The difficulties of carrying out the current law were apparent one recent morning here in Durham District Court, where several defendants were from the nearby University of New Hampshire. Often, these cases sounded less like by-the-book trial proceedings and more like a set of worried parents, parsing the words and actions of a possibly drunk kid.

"The defendant responded, 'I don't know, I guess I had too much to drink,' " a university police officer testified in one case, recounting a late-night conversation in a dorm room where no alcohol was visible. He said the freshman defendant, 18, also seemed to forget his own age and spoke with "a thick tongue."

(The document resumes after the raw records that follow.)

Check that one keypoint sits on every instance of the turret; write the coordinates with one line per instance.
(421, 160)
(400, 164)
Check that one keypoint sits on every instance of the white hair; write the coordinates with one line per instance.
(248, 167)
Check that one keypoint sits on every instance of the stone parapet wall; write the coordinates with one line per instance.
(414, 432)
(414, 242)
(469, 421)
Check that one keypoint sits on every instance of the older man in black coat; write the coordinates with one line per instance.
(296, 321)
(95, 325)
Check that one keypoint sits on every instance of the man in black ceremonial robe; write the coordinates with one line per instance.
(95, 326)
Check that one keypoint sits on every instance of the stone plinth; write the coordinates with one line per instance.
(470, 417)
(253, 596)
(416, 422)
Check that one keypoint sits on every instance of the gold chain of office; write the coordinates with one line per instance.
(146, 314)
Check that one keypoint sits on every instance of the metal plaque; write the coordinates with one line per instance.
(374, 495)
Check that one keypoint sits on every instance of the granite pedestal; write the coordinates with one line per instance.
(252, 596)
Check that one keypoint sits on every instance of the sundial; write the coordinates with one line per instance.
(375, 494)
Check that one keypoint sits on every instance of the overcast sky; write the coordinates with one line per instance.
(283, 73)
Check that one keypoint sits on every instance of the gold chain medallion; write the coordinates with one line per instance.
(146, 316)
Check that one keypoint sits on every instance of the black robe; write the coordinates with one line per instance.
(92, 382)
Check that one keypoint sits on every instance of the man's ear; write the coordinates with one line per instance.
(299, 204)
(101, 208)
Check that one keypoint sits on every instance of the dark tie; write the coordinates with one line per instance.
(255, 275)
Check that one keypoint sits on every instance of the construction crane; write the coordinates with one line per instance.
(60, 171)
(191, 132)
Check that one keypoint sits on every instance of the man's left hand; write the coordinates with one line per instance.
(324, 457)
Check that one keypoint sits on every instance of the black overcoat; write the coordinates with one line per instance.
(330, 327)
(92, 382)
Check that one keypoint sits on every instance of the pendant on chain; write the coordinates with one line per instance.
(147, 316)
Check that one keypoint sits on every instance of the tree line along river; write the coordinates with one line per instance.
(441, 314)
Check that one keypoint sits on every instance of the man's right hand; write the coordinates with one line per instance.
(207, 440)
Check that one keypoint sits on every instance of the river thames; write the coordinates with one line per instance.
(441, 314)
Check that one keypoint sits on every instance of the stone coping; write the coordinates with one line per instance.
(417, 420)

"Did you ask him if he had taken any illegal drugs?" Joanne Stella, the defense attorney, asked the officer, trying to introduce doubt that alcohol was behind his behavior. No, the officer replied.

Still, the student was found guilty. "What else could he have meant by, 'I've had too much to drink'?" Judge Gerald Taube asked.

In the next case, an officer testified that the defendant, whom he approached on a roadside late at night, "was swaying. Her eyes were bloodshot and glassy."

But, though the officer said he smelled alcohol, on cross-examination he said he wasn't sure whether he had asked the girl whether she had been drinking.

The girl got off, just as Zukerman did later the same day. But, in his ruling on her case, Taube said he was conflicted: "It's close to the line," he said.